Die Kiebitze sahen hier die Loebner im Vorteil, dort die Gäste und es war schwer abzusehen, wohin sich die Waagschale neigen würde. Auf den Brettern zwei, fünf und sechs endeten die Begegnungen schlussendlich mit einem Unentschieden und als Oliver auf Brett sieben eine Mehrfigur am Brett hatte, sah es nach der ersten Ganzentscheidung aus. Doch sein Gegner konnte nach einigen Ungenauigkeiten des Leobner Routiniers genügend Gegenspiel entfachen um sogar in ein Turmendspiel mit Mehrbauern überzuleiten. Oliver zeigte jedoch Nerven und Kampfkraft und hielt die Partie unentschieden.


Nach vier Begegnungen war der Wettkampfstand ausgeglichen. Georg auf Brett vier hatte als Nachziehender zwar einen Minusbauern, aber mehr als ausreichende Kompensation in Form eines wunderbaren Springers und zweier aktiver Türme. Damit entfachte er gekonnt einen unwiderstehlichen Mattangriff, dem sein Gegner nichts entgegenzusetzen hatte. Wir waren in Führung gegangen! Am Jugendbrett kämpfte Deniz großartig und hätte um ein Haar seine Stellung zusammengehalten, in einem komplizierten Turmendspiel musste er schließlich die Segel streichen. Wieder Ausgleich, 3.3! Die beiden laufenden Partien sollten über den Matchausgang entscheiden.

Und es entwickelten sich zwei tolle, lehrreiche Endspiele, die von Daniel auf Brett 3 und vor allem von Lukas am Spitzenbrett großartig geführt wurden. Lukas Leisch wich mutig einer Stellungswiederholung aus und setzte auf seinen Raumvorteil in einem komplizierten Leichtfigurenendspiel. Mit feinsinnigen Manövern eroberte er sowohl am Damenflügel aus auch am Königsflügel einen gegnerischen Bauern und kam zu einem ganz wichtigen Erfolg. 4.3 für Leoben! Daniel am dritten Brett spielte die längste Partie des Tages. Er hatte in einem schwerblütigen Damenendspiel einen weit vorgerückten Freibauern, der sich schlussendlich durch die vielen Dauerschachdrohungen seines Gegners nicht verwerten ließ.

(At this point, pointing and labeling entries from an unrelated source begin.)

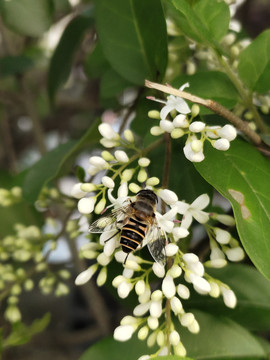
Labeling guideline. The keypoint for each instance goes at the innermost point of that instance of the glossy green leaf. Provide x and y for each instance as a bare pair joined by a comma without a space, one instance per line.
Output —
61,61
21,333
51,165
27,17
205,21
133,37
112,84
212,85
254,64
242,175
253,297
220,338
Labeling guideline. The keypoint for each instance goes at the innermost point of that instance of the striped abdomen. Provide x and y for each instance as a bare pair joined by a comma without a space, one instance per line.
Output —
132,234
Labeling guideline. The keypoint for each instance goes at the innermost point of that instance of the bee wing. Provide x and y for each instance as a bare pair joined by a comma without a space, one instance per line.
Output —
156,241
113,220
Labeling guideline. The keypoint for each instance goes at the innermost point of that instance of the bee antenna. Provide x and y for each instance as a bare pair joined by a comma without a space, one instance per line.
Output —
126,259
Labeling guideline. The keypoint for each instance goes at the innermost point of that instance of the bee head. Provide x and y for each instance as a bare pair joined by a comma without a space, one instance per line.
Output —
148,194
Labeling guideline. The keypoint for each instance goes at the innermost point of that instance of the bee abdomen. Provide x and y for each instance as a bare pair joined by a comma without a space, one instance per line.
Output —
132,235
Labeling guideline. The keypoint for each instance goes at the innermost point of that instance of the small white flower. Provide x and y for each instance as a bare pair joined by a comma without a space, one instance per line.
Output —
197,126
86,275
107,132
152,322
166,125
179,233
168,196
141,309
171,249
187,319
227,132
221,144
222,236
144,162
155,309
77,192
108,182
194,210
190,154
176,305
183,291
180,121
140,287
174,338
235,254
168,287
175,103
124,289
229,297
86,205
121,156
123,332
158,270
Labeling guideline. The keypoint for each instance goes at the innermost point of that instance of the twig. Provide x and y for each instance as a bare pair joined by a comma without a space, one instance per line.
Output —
212,105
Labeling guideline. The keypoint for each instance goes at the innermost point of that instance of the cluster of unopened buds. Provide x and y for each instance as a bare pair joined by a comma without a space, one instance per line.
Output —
197,131
185,269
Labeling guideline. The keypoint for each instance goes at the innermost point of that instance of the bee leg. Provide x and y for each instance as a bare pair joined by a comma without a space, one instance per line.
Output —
117,232
125,259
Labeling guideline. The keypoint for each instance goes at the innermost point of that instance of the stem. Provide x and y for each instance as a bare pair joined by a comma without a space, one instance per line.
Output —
212,105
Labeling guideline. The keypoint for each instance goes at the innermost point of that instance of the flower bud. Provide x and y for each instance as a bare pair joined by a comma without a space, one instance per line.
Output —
142,176
154,114
121,156
106,155
183,291
166,125
108,182
171,249
174,338
127,175
221,144
100,206
222,236
128,135
168,196
156,131
195,110
227,132
86,205
144,162
168,287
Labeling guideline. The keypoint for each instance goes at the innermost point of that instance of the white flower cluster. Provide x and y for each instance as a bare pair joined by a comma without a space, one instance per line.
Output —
197,131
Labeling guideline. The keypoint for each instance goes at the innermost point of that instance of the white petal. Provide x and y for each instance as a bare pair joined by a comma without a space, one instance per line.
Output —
201,202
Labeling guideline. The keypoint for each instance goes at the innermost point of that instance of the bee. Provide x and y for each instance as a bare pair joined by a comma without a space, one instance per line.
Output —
136,222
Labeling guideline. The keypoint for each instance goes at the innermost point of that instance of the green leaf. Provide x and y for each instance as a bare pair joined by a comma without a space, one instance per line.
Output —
13,65
112,84
253,297
51,165
62,58
205,21
254,64
242,175
21,333
220,338
27,17
135,46
212,85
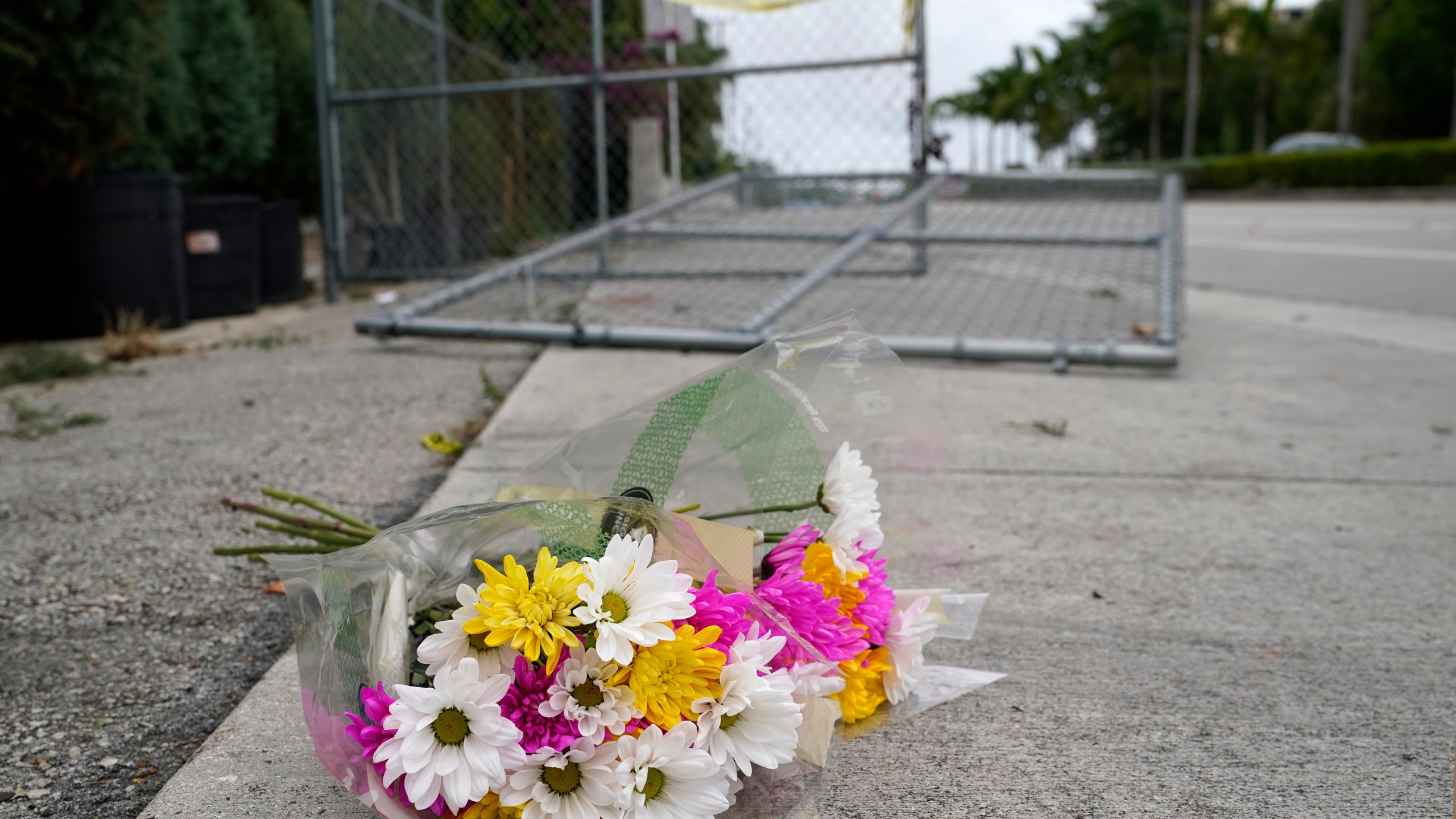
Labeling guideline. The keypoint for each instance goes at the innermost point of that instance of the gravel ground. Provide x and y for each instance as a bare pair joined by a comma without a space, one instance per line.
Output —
126,642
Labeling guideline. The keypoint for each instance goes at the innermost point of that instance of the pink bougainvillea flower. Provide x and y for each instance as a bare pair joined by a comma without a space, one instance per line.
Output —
369,732
522,706
816,618
711,607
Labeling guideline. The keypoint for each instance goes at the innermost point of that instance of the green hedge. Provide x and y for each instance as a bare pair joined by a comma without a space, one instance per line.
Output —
1432,162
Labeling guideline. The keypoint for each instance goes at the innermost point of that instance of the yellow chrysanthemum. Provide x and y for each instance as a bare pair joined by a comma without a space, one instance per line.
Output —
864,685
491,808
532,617
669,677
819,568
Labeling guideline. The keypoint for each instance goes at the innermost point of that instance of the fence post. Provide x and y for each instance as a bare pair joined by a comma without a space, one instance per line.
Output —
921,136
1169,261
599,129
448,221
324,81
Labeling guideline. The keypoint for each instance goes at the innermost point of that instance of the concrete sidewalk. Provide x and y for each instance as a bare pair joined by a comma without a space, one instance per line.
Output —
1225,592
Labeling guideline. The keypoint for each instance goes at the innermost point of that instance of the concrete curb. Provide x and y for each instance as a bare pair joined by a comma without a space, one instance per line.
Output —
1186,522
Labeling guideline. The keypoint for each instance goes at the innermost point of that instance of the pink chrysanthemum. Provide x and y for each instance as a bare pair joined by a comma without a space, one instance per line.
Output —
817,620
789,551
880,599
522,706
369,732
711,607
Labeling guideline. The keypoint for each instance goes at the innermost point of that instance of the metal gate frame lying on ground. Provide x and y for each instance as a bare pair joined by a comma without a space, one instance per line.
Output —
414,318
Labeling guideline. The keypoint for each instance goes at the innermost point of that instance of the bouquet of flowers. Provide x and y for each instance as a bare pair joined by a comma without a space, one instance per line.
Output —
576,651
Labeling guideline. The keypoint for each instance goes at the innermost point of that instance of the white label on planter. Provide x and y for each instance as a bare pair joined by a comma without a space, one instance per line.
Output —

Der unentschiedene Ausgang in dieser spannenden Begegnung fixierte damit den Endstand, einen wichtigen Sieg gegen eine in dieser Saison kraftvoll agierende SG Fürstenfeld/Hartberg. Die letzte Runde wird als gemeinsame Schlussrunde in zwei Wochen in Pinggau ausgetragen, dort wartet dann das Team aus Söchau.